Islamabad, March 17, 2017: Senator Sherry Rehman of the PPP voiced alarm over a number of controversies arising from unresolved issues related to the census which is currently underway. Rehman said, “The census has dangerous shortfalls that need to be addressed immediately. As much as it is the government’s constitutional duty to conduct a census, key deficits and designed flaws in the exercise put it in the eye of a huge potential storm”.
“The government has failed to address the most fundamental issues of transparency and verification of numbers, leading many to question the intention and validity of the long awaited exercise. The questionable use of forms that exclude carbon copies or any form of cross verification by enumerators is a huge exclusion, and will create more questions than answers as to the whole point of the census,” said the Senator.

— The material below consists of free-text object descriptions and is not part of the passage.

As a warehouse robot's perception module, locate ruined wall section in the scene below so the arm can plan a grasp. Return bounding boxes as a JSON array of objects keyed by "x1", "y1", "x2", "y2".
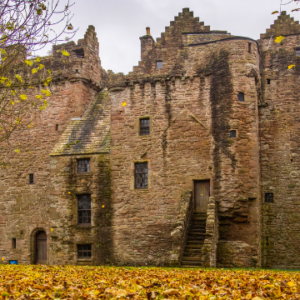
[
  {"x1": 0, "y1": 28, "x2": 105, "y2": 264},
  {"x1": 109, "y1": 34, "x2": 260, "y2": 266},
  {"x1": 260, "y1": 12, "x2": 300, "y2": 268}
]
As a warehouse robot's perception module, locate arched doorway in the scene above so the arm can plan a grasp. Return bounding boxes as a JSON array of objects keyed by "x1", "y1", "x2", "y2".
[{"x1": 35, "y1": 231, "x2": 47, "y2": 264}]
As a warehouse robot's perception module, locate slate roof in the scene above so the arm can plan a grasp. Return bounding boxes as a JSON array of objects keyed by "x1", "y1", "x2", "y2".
[{"x1": 50, "y1": 90, "x2": 110, "y2": 156}]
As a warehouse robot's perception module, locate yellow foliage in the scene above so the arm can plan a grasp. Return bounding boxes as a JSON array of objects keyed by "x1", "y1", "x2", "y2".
[
  {"x1": 275, "y1": 35, "x2": 285, "y2": 43},
  {"x1": 20, "y1": 94, "x2": 27, "y2": 101}
]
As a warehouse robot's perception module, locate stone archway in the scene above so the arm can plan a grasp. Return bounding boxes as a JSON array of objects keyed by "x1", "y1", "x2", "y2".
[{"x1": 34, "y1": 230, "x2": 47, "y2": 264}]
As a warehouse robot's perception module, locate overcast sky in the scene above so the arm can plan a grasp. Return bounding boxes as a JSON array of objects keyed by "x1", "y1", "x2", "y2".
[{"x1": 44, "y1": 0, "x2": 300, "y2": 74}]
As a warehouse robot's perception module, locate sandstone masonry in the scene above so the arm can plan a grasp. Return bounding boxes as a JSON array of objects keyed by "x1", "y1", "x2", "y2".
[{"x1": 0, "y1": 8, "x2": 300, "y2": 268}]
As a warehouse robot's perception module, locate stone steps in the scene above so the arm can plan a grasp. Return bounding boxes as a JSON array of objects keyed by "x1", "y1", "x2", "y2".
[{"x1": 181, "y1": 213, "x2": 206, "y2": 268}]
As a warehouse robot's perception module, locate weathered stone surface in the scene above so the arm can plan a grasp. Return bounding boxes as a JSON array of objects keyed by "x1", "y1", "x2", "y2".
[{"x1": 0, "y1": 9, "x2": 300, "y2": 268}]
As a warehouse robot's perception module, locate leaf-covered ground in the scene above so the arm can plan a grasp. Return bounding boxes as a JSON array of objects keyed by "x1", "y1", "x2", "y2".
[{"x1": 0, "y1": 265, "x2": 300, "y2": 300}]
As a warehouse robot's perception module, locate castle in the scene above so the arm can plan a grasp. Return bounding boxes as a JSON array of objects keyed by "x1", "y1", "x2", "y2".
[{"x1": 0, "y1": 8, "x2": 300, "y2": 268}]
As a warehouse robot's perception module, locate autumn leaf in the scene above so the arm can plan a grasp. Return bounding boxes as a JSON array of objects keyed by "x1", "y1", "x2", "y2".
[{"x1": 275, "y1": 35, "x2": 285, "y2": 43}]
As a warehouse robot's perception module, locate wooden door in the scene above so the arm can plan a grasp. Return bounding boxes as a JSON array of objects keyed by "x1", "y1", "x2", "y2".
[
  {"x1": 194, "y1": 180, "x2": 210, "y2": 213},
  {"x1": 36, "y1": 231, "x2": 47, "y2": 264}
]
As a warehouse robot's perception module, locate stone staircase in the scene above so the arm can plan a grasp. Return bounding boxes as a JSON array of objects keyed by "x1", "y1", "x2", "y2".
[{"x1": 181, "y1": 213, "x2": 206, "y2": 267}]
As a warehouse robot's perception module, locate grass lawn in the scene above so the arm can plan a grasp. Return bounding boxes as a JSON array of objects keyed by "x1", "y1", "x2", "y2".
[{"x1": 0, "y1": 265, "x2": 300, "y2": 300}]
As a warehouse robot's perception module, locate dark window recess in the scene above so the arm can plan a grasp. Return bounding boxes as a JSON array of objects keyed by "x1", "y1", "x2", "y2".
[
  {"x1": 77, "y1": 194, "x2": 91, "y2": 225},
  {"x1": 238, "y1": 93, "x2": 245, "y2": 102},
  {"x1": 134, "y1": 162, "x2": 148, "y2": 189},
  {"x1": 77, "y1": 158, "x2": 91, "y2": 173},
  {"x1": 248, "y1": 43, "x2": 252, "y2": 53},
  {"x1": 73, "y1": 49, "x2": 84, "y2": 58},
  {"x1": 230, "y1": 130, "x2": 236, "y2": 137},
  {"x1": 156, "y1": 60, "x2": 163, "y2": 69},
  {"x1": 140, "y1": 118, "x2": 150, "y2": 135},
  {"x1": 77, "y1": 245, "x2": 92, "y2": 259},
  {"x1": 11, "y1": 238, "x2": 17, "y2": 249},
  {"x1": 265, "y1": 193, "x2": 274, "y2": 203},
  {"x1": 29, "y1": 174, "x2": 33, "y2": 184}
]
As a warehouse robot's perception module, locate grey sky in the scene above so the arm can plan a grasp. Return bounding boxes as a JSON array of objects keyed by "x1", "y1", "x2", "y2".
[{"x1": 48, "y1": 0, "x2": 300, "y2": 74}]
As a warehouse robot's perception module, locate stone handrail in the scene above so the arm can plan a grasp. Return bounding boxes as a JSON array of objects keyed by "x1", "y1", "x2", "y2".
[
  {"x1": 203, "y1": 197, "x2": 219, "y2": 268},
  {"x1": 170, "y1": 191, "x2": 194, "y2": 265}
]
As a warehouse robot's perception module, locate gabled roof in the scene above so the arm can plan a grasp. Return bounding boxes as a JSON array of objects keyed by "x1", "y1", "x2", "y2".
[
  {"x1": 260, "y1": 11, "x2": 300, "y2": 39},
  {"x1": 50, "y1": 91, "x2": 110, "y2": 156}
]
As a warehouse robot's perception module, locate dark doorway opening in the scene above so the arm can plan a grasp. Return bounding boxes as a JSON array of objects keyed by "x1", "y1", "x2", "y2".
[
  {"x1": 35, "y1": 231, "x2": 47, "y2": 265},
  {"x1": 194, "y1": 180, "x2": 210, "y2": 213}
]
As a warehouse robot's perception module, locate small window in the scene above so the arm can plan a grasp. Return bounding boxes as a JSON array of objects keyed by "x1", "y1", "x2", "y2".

The Senator further stated, “It is alarming that no counterfoils are given to the house members after the enumeration, which means the household will have no evidence of any details they have provided the enumerator. It is also questionable why the government is not disclosing how many people are included in a bloc”.
The Vice-President PPPP continued, “There is no counter posting or verification on websites either, which can potentially empower the federal government to reinvent numbers in Islamabad for each province and even each constituency!”
“From what little we know about the planning and cost estimations, it seems like the government is spending a premium for an exercise that lacks both credibility and consensus. Why is the government sticking to an outmoded census methodology when there is a variety of technologically advanced ways of collecting population data that are used all over the world?” questioned Rehman.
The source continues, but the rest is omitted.